Could you tell us about your research on food consumption behavior and health for FSEC?
Along with behavioral economics colleagues from the University of Pennsylvania, I have assessed the evidence on how to achieve healthier diets by changing consumer behaviors. We focused on low- and middle-income countries because there has already been substantial research in high-income countries on these questions and behavior is influenced substantially by context. We wanted to understand how very different contexts might produce different dietary behavior. One of our main findings—and it’s really an indictment of behavioral science researchers—is that the evidence we have about how to influence people’s dietary behavior is not very robust, and not even very creative. Very often researchers are confirming what we already know in different places and not adding much new knowledge. At present, we need to know much more about how to support healthy eating in different settings. We need to modernize our approaches—such as using digital communication techniques and ways of targeting different types of consumers—and we need to use the sophisticated and effective techniques that food and beverage corporations use to shift people’s mindset about healthy eating.
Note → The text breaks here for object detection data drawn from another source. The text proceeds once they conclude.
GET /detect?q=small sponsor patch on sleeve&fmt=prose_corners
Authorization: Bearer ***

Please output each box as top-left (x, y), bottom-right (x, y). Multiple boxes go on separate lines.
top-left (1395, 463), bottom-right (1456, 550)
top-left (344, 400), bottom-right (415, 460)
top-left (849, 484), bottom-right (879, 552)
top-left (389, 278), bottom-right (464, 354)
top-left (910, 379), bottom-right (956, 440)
What are the critical challenges for addressing diet-related NCDs in low- and middle-income countries? And how can food systems play a role in improving the burden of NCDs in these settings?
80% of deaths now are from NCDs and 75% of those happen in low- and middle-income countries. Overweight and obesity are among the world’s leading health challenges, with no country successfully reducing its prevalence since 1970. Poor nutrition is the single biggest contributing cause for NCD deaths. The reality is that the nutrition transition has arrived, and we have not been prepared for it.
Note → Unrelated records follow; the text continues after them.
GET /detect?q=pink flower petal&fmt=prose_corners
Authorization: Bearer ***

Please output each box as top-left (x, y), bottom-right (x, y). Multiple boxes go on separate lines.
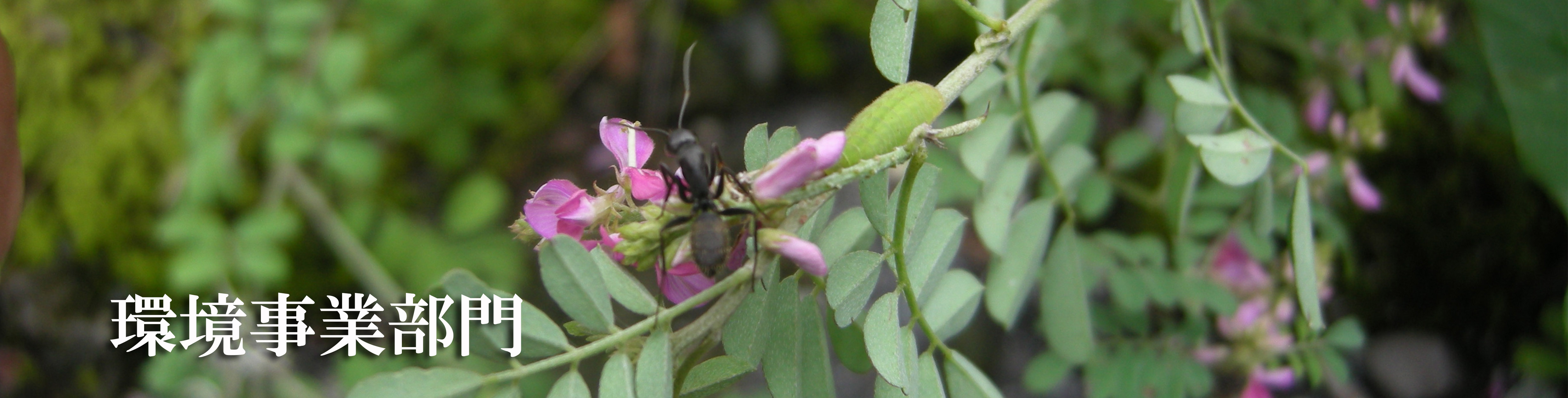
top-left (655, 262), bottom-right (713, 304)
top-left (1209, 233), bottom-right (1270, 296)
top-left (1240, 378), bottom-right (1273, 398)
top-left (599, 117), bottom-right (654, 169)
top-left (621, 168), bottom-right (669, 201)
top-left (522, 180), bottom-right (591, 240)
top-left (1388, 46), bottom-right (1443, 102)
top-left (760, 229), bottom-right (828, 276)
top-left (751, 146), bottom-right (818, 199)
top-left (1340, 161), bottom-right (1383, 211)
top-left (1214, 298), bottom-right (1269, 338)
There is a common misconception that overweight and obesity are a public health challenge only for high-income countries (HICs). However, many of the countries with the highest rates of adult overweight and obesity are middle-income countries and the average annual increase in prevalence of overweight and obesity was over twice as high in low- and middle-income countries (LMICs) as in HICs (2.1% and 1.0%, respectively) between 2000 and 2016. In 2016, more than 1.9 billion adults were overweight, including 650 million who were affected by obesity. Overweight and obesity prevalence specifically among children and adolescents increased from 4% to 18% globally between 1975 and 2016, including a sharp rise in prevalence in LMICs from 2.5% to 17.3%. Most LMIC governments and donors still focus almost exclusively on undernutrition in their strategies and spending. This directs attention in the wrong place for solving food system problems of the future.